– ¡Qué falta de consideración! ¡Qué descoco! -añadían algunas-. ¡Andar de fiestas estando ausente su marido! ¡Constándole que el otro piensa venir aquí!
– ¡Confesemos que es muy valiente! -respondían los más tolerantes-. ¡Ella misma se lanza a la cabeza del toro! ¡Mirad qué cara tan serena y tan hermosa! ¡Mirad qué sonrisa tan altanera! ¡Mirad qué ojos! ¡Ninguna inquietud se lee en ellos! ¡Y, sin embargo, bueno andará su corazón!

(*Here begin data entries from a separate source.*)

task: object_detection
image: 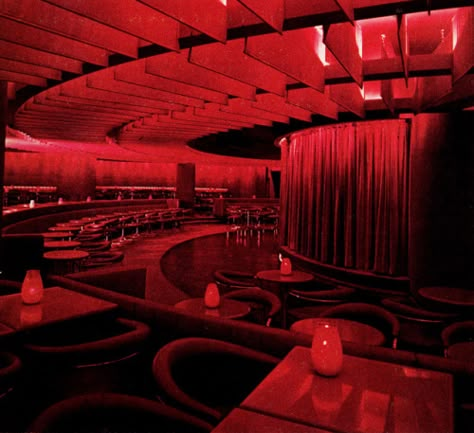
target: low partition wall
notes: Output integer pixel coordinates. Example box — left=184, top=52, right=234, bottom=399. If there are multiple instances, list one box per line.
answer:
left=214, top=197, right=280, bottom=218
left=2, top=199, right=168, bottom=234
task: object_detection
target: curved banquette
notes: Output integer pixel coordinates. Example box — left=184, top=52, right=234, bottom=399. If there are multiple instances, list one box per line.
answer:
left=45, top=267, right=474, bottom=418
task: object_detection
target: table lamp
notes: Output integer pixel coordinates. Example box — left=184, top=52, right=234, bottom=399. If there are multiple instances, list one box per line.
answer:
left=311, top=321, right=342, bottom=376
left=21, top=269, right=44, bottom=304
left=280, top=257, right=293, bottom=275
left=204, top=283, right=221, bottom=308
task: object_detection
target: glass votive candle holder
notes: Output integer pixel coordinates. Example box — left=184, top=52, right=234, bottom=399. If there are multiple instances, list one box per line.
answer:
left=311, top=321, right=343, bottom=376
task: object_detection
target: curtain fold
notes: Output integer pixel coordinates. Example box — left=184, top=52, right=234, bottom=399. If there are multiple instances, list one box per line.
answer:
left=281, top=120, right=408, bottom=275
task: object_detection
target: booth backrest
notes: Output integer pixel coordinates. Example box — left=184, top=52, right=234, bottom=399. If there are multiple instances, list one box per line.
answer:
left=45, top=268, right=474, bottom=379
left=0, top=234, right=44, bottom=281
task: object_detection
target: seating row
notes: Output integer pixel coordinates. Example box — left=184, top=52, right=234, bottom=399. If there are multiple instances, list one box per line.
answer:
left=0, top=267, right=474, bottom=431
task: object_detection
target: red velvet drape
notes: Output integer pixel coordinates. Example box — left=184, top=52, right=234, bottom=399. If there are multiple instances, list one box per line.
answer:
left=281, top=120, right=408, bottom=275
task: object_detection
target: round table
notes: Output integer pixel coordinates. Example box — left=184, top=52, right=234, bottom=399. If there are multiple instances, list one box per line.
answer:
left=43, top=246, right=89, bottom=274
left=255, top=269, right=313, bottom=328
left=44, top=241, right=81, bottom=250
left=175, top=298, right=250, bottom=319
left=290, top=318, right=385, bottom=346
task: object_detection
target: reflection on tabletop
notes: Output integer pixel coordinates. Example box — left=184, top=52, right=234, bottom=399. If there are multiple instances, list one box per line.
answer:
left=241, top=347, right=453, bottom=433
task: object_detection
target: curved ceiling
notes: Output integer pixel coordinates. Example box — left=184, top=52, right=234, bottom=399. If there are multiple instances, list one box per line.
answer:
left=0, top=0, right=474, bottom=156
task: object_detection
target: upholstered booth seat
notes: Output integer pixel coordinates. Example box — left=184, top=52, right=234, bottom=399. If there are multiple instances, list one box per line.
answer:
left=224, top=287, right=281, bottom=326
left=288, top=286, right=355, bottom=320
left=23, top=317, right=151, bottom=367
left=82, top=251, right=125, bottom=269
left=319, top=302, right=400, bottom=349
left=0, top=352, right=22, bottom=398
left=0, top=234, right=44, bottom=281
left=27, top=393, right=212, bottom=433
left=214, top=269, right=255, bottom=291
left=0, top=280, right=21, bottom=296
left=382, top=296, right=458, bottom=355
left=153, top=337, right=279, bottom=424
left=22, top=318, right=151, bottom=402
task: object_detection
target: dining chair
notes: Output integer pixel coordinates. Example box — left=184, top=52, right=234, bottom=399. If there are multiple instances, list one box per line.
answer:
left=319, top=302, right=400, bottom=349
left=26, top=393, right=212, bottom=433
left=223, top=287, right=281, bottom=326
left=152, top=337, right=279, bottom=424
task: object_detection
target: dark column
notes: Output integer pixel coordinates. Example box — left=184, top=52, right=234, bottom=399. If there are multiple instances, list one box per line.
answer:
left=408, top=111, right=474, bottom=294
left=176, top=163, right=196, bottom=208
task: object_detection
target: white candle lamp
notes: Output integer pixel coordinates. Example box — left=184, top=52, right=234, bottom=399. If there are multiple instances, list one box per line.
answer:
left=280, top=257, right=293, bottom=275
left=311, top=321, right=343, bottom=376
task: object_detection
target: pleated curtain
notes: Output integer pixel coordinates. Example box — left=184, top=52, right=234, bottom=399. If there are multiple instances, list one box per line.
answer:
left=281, top=120, right=409, bottom=275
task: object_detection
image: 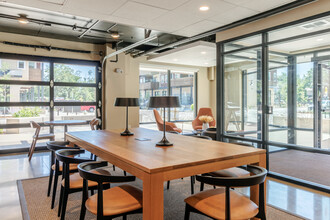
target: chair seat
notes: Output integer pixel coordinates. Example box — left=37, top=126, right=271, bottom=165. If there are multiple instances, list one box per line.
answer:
left=33, top=134, right=55, bottom=140
left=62, top=173, right=97, bottom=189
left=185, top=188, right=259, bottom=220
left=52, top=163, right=78, bottom=171
left=85, top=184, right=142, bottom=216
left=173, top=128, right=182, bottom=133
left=208, top=167, right=250, bottom=177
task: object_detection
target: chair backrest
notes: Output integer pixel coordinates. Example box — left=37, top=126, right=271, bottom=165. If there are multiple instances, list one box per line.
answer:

– ¡Esa, ésa es la Dolorosa! -exclamaba al mismo tiempo don Trajano, dirigiéndose a la prima del marqués-. ¡Este golpe la retrata de cuerpo entero! ¿Sabe usted a qué viene aquí? ¡A desarmar a Manuel con su presencia, a hacerle una paz vergonzosa para Antonio Arregui; a jugar el todo por el todo! Ya dije a usted anoche que Soledad ama… hasta cierto punto, al intrépido Venegas. Yo soy viejo y conozco el pecado…
– ¡Es usted atroz! -contestó agriamente la cortesana, cual si el jurisconsulto la hubiera sorprendido recorriendo con la imaginación, por cuenta de Soledad, aquel sendero pacífico, criminal y deleitoso.
Y luego añadió, quitándose los lentes:
– ¡Pues, señor, declaro que esa mujer vale más de lo que yo me figuraba… Aunque viste con mediano gusto y tiene una expresión hipócrita que da miedo, es muy bonita, muy graciosa y hasta muy interesante…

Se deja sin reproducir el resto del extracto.